# RESOLVED: Holland lop needs to be rehomed in PA



## murph72 (Mar 15, 2011)

"Mr. Bunny" is a black Holland lop with a white stripe on his nose and chin. He carries BEW and also has one eye that is partially blue. He needs to be rehomed because his family does not have the time necessary to give him the attention he deserves due to some recent changes in their lives. Due to not having enough attention, he dislocated his bottom teeth pulling on the cage door looking to catch someone's eye. His bottom teeth has since fallen out and his top teeth need trimming occasionally (they don't appear to be growing very quickly). I'll be more than happy to teach someone how to trim his teeth. 

This little guy is content to sit on your lap or just be around you. He runs to the door when people are near and is great with kids and pets. He just needs a home where he can get the attention he deserves. The present owner has relinquished his cage and all supplies to go with him. He just needs a loving home to make his life complete. If you think you can open your heart to this little guy, please feel free to contact me. I have pictures that I can certainly send, but they just don't do him justice. He's maybe three pounds at full grown (he's a bit over a year old) and his ears stick straight out like an airplane....very comical when he's playing.


----------



## MiniLopHop (Mar 15, 2011)

Where is Catawissa? Anywhere close to Philly?


----------



## murph72 (Mar 15, 2011)

Same side of the state. :biggrin: I'm about three hours north of Philly.


----------



## MiniLopHop (Mar 15, 2011)

Can you post some pictures and tell me a bit more about his personality? Neutered? Litterbox trained? Age? Will the teeth grow back, or will the trimming be life long? Has he ever been around other bunnies?


----------



## murph72 (Mar 15, 2011)

He is an absolute sweetheart. He comes running to the door looking for attention and is content to just be held and petted. His current owner brought him into the school where we work and the HS kids carted him around all day. He really didn't care at all. He'd sit on their desks and be shuffled between them and was as happy as can be. He also follows his owner's children around...but they sadly seem to have lost interest and the time for him. 

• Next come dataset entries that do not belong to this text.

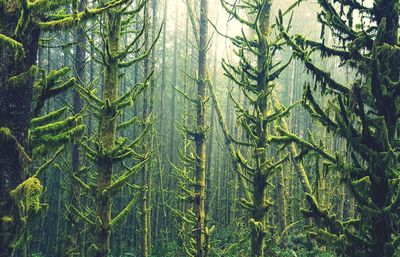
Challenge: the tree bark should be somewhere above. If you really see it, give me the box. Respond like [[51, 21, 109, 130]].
[[0, 7, 40, 257], [93, 11, 120, 257], [193, 0, 209, 256], [64, 2, 85, 256]]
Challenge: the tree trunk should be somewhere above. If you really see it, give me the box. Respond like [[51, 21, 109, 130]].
[[93, 12, 120, 257], [250, 3, 271, 256], [141, 3, 154, 256], [0, 8, 40, 257], [64, 2, 85, 256], [193, 0, 209, 256]]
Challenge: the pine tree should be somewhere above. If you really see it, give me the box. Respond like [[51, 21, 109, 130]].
[[0, 1, 131, 255], [64, 2, 86, 256], [71, 2, 162, 256], [276, 0, 400, 256], [220, 0, 294, 255]]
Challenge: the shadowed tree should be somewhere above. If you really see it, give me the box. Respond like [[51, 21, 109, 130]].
[[275, 0, 400, 256], [0, 1, 132, 255]]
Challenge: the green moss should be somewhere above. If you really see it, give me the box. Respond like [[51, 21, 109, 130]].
[[27, 0, 66, 13], [30, 115, 82, 138], [0, 127, 13, 144], [5, 65, 39, 88], [10, 177, 43, 223], [0, 127, 31, 163], [1, 216, 13, 224], [33, 68, 76, 114], [34, 67, 70, 90], [249, 218, 265, 234], [0, 34, 25, 60], [33, 124, 85, 155], [36, 0, 129, 31], [30, 107, 68, 128]]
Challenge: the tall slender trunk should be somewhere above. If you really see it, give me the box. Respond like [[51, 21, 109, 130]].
[[158, 0, 167, 134], [141, 3, 153, 256], [193, 0, 208, 256], [93, 12, 120, 257], [65, 2, 85, 256], [276, 166, 287, 233], [205, 24, 219, 221], [250, 3, 271, 256]]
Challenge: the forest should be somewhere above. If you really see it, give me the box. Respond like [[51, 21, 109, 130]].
[[1, 0, 399, 256]]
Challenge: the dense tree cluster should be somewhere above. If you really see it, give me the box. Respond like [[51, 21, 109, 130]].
[[0, 0, 399, 257]]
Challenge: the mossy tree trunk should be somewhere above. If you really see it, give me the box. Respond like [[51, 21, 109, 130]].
[[1, 2, 128, 255], [221, 0, 295, 255], [64, 2, 86, 256], [250, 2, 271, 256], [277, 0, 399, 255], [93, 11, 120, 257], [0, 7, 39, 257], [193, 0, 209, 256], [141, 3, 151, 257], [369, 3, 398, 256]]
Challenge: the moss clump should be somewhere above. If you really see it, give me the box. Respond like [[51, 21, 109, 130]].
[[1, 216, 13, 224], [10, 177, 43, 224], [0, 127, 13, 144]]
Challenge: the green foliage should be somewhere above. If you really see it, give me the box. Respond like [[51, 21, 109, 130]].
[[30, 107, 68, 128], [29, 109, 85, 156], [10, 177, 43, 224], [271, 245, 335, 257], [138, 226, 337, 257], [0, 33, 25, 60], [277, 0, 400, 256], [151, 241, 181, 257], [4, 65, 39, 89], [210, 224, 250, 257], [31, 253, 45, 257], [270, 230, 336, 257], [32, 67, 76, 114], [36, 0, 131, 31]]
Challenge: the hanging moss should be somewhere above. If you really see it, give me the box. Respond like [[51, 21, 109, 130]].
[[0, 33, 25, 60], [36, 0, 128, 31], [10, 177, 43, 224], [28, 0, 68, 13], [32, 124, 85, 155], [4, 65, 39, 89], [30, 115, 82, 138], [30, 107, 68, 128], [0, 127, 31, 163]]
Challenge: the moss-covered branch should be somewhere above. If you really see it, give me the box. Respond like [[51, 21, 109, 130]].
[[0, 34, 25, 60], [37, 0, 130, 30]]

He was not neutered, but he also is not a sprayer. He has been a very clean bunny. He is not litter trained as his owners kept him up on a table in his cage and did not provide him with a litter box....however, I notice he likes to always go in the same corner, so I think he'd be easy to train. He also didn't have any accidents at the school and the kids had him out for long periods of time.

I see no indication of teeth on the bottom, so I think they are permanently gone. The ones on the top, from my experience (I have a boy who dislocated his while I was on vacation several years ago) do not need to be trimmed that often. I have been trimming my bunny's teeth for years and he is very good about it. I can certainly show you how. I just did "Mr. Bunny's" (desperately in need of a new name) today and he was very well behaved.

He was around other bunnies only when he was young, but not since then. I think he'd be very gentle around other bunnies because he has a timid personality and he's good with other pets. He's curious, but doesn't have a dominant personality with other pets. 

I have pictures from today, but don't know how to post them on here. If you want to send me an email, I can email them back to you.


----------



## murph72 (Mar 15, 2011)

Oh, I guess it would help to give you my email.  [email protected]


----------



## murph72 (Mar 17, 2011)

"Mr Bunny" has found a new home with a family with way more time for him.
Thanks for looking!


----------



## Kipcha (Mar 17, 2011)

Glad to hear he found a home


----------



## TinysMom (Mar 17, 2011)

Yeah....I've marked this resolved.


----------